Based on the process variants provided for the protected and unprotected groups, there are several notable differences that could indicate unfair treatment. Here are the main differences I've identified using my domain knowledge of loan application processes:

1. Appointment Denials:
   - Protected group: 599 denials (19.9% of total)
   - Unprotected group: 363 denials (5.2% of total)
   The protected group faces a significantly higher rate of appointment denials, which could indicate bias at the initial stage.

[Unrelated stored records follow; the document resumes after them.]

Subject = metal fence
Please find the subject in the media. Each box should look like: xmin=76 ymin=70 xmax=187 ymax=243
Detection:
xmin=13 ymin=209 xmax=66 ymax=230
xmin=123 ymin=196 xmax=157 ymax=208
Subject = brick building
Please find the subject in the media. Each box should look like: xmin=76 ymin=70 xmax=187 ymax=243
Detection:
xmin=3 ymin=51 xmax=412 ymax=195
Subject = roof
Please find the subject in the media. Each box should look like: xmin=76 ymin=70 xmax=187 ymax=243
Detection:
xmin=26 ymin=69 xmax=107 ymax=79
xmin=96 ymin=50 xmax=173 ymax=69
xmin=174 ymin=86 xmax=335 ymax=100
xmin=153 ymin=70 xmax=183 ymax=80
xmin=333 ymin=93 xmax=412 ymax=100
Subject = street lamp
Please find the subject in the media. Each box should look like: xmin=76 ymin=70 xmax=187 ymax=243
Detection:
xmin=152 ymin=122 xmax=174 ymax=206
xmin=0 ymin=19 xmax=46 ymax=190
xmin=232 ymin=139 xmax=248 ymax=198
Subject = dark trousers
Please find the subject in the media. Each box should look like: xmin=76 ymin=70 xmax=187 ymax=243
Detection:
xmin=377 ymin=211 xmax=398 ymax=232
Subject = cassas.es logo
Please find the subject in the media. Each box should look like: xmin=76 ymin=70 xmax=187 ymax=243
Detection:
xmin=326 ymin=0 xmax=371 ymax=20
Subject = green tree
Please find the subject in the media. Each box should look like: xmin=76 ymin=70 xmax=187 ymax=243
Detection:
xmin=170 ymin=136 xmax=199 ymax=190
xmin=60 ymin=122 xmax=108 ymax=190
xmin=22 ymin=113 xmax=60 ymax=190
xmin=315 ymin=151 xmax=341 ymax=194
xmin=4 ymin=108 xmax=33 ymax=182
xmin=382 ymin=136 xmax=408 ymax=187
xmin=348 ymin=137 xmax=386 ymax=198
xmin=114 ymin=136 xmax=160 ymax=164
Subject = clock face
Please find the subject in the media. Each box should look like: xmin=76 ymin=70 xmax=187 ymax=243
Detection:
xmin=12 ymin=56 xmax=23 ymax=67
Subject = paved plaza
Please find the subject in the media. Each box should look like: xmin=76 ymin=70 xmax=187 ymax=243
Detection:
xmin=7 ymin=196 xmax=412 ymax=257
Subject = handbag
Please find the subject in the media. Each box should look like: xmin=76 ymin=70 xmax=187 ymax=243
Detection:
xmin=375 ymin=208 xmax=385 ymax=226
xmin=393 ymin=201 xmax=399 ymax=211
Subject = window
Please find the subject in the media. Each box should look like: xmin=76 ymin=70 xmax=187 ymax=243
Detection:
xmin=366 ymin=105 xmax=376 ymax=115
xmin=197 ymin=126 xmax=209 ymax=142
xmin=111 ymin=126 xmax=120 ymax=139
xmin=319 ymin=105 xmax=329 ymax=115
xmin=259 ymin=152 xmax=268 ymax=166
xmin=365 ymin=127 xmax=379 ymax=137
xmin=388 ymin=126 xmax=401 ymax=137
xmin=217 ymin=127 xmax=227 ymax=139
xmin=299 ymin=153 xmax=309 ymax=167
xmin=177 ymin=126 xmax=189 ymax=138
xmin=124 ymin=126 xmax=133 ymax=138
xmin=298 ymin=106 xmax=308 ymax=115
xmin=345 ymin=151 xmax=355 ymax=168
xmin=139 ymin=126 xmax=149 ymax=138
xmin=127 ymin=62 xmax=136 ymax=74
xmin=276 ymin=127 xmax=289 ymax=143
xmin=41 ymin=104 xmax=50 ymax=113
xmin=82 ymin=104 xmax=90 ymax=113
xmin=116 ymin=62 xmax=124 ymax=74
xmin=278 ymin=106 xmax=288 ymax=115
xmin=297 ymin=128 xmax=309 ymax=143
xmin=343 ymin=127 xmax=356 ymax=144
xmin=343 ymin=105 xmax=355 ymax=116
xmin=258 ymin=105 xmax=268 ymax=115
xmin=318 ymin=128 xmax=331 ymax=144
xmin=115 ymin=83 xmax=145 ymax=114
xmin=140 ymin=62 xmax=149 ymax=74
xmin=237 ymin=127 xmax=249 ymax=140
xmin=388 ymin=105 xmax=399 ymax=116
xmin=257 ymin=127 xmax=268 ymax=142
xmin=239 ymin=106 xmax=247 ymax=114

2. Application Rejections:
   - Protected group: 960 rejections (31.9% of total)
   - Unprotected group: 664 rejections (9.5% of total)
   The protected group experiences a much higher rate of early application rejections, suggesting potential discriminatory practices in initial screening.

3. Loan Approval Rates:
   - Protected group: Approximately 141 approvals (4.7% of total)
   - Unprotected group: Approximately 2,461 approvals (35.2% of total)
   The unprotected group has a significantly higher loan approval rate, indicating a possible systemic bias against the protected group.

4. Complexity of Process:
   - Protected group: More frequent requests for co-signers and multiple collateral assessments
   - Unprotected group: Simpler processes with fewer steps on average
   The protected group often faces more complex and lengthy processes, which could be a form of indirect discrimination.

5. Skipped Examination:
   - Only present in the unprotected group (332 cases)
   This suggests that the unprotected group may benefit from expedited processes not available to the protected group.

6. Time Differences:
   - Protected group: Generally longer processing times
   - Unprotected group: Often shorter processing times for similar outcomes
   The protected group typically experiences longer wait times, which could be seen as unfair treatment.

7. Co-Signer Requests:
   - More frequent and earlier in the process for the protected group
   This suggests that the protected group is more often required to provide additional guarantees, which could be discriminatory.

These differences indicate potential systemic bias against the protected group, manifesting in higher rejection rates, more complex processes, longer wait times, and lower approval rates. Such disparities could be grounds for concern regarding fair lending practices and potential violations of anti-discrimination laws in financial services.